Investigating Words#
You can investigate relations of words with other words or with topics in topicwizard.
The fundamental trick is that you can interpret topic-word importances/probabilities as word embeddings, and this is in fact what people do who train LSI word embeddings.
For example:
# SVD is just the underlying mathematical algorithm for Latent Semantic Indexing/Allocation
from sklearn.decomposition import TruncatedSVD
from sklearn.feature_extraction.text import CountVectorizer
from sklearn.pipeline import make_pipeline
vectorizer = CountVectorizer()
# Word embeddings with 100 dimensions
svd = TruncatedSVD(n_components=100)
pipeline = make_pipeline(vectorizer, svd)
pipeline.fit(corpus)
# Your word embeddings are the components of the topic model transformed
# You can virtually use any topic model like this.
embeddings = svd.components_.T
# THis is the order of words in the embedding matrix
vocab = vectorizer.get_feature_names_out()
This means that you can also use topicwizard for investigating certain word embedding models.
Web App#
When you click ‘Words’ on the navigation bar of the web application you will be presented with this screen.
This is mainly dedicated to interpreting word associations and their relations to topics. If you only want to see this page you should disable all else when calling visualize().

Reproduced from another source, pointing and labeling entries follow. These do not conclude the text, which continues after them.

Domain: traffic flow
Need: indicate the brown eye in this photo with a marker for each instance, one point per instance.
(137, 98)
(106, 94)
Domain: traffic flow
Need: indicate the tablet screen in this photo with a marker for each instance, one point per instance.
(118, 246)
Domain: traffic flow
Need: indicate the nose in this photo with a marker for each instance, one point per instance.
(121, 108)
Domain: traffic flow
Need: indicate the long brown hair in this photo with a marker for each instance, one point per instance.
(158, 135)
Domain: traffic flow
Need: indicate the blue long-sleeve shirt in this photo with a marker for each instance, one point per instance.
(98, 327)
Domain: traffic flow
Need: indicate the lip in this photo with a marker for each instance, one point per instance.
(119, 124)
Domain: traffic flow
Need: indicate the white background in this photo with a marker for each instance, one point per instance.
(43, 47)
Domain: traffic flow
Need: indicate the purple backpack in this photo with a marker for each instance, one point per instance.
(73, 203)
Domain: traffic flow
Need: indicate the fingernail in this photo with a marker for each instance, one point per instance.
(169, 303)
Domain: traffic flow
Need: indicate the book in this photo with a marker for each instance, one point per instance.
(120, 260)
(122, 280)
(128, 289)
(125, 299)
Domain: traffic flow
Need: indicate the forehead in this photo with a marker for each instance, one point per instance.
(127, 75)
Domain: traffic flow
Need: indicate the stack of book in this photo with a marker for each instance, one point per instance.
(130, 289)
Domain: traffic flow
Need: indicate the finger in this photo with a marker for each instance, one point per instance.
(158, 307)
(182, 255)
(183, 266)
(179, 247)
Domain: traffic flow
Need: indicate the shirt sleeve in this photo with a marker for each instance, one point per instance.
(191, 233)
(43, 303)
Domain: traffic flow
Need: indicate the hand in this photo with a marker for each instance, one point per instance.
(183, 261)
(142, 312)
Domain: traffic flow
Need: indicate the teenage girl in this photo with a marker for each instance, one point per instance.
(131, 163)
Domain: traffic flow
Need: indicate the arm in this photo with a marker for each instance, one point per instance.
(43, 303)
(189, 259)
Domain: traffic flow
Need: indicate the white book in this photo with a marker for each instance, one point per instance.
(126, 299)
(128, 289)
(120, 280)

topicwizard.visualize(corpus=texts, pipeline=pipeline, exclude_pages=["topics", "documents"])
Word map#
On the left you will see a plot showing you all the words, aka. the word map. On the map positions are determined by 2-dimensional UMAP projections of the transposed components of the topic model.
Selecting Words#
You can select words by typing them into the field on the top left and searching for them. Multiple words may be selected at the same time. Clicking a word on the map adds the word to the selection.
Associations#
Closely associated words also get highlighted on the graph and are included in calculations. The most closely associated words are the ones that have the lowest distance to the given words. Topicwizard finds the specified amount of closest words to the selected ones. The number of associated words can be adjusted with this slider:
Important Topics#
You can see which topics use the selected word and their associations most frequently by glancing at the bar plot to the right.
Self-Contained Plots#
It might be an overkill for you to display the entire page, and you might want static html plots instead of the entire application running. This can be particulary useful for reports with DataPane or Jupyter Notebooks.
Word Map#
The word map that you can display with a dedicated function is slightly different from the one in the app as here you can’t select words to highlight.
Instead you can specify a cutoff in Z-values over which words will be labelled on the graph.
Words are also distinctively colored according to the most relevant topic as you cannot select the individual words for inspection.
from topicwizard.figures import word_map
word_map(corpus=texts, pipeline=pipeline)
Topics#
You can visualize most relevant topics for a given set of words with barcharts, these behave virtually the same as in the app, but no associations are selected by default.
So for example if we would like to know which topics contain the words “supreme” and “court”, we can do so:
from topicwizard.figures import word_association_barchart
word_association_barchart(["supreme", "court"], corpus=texts, pipeline=pipeline)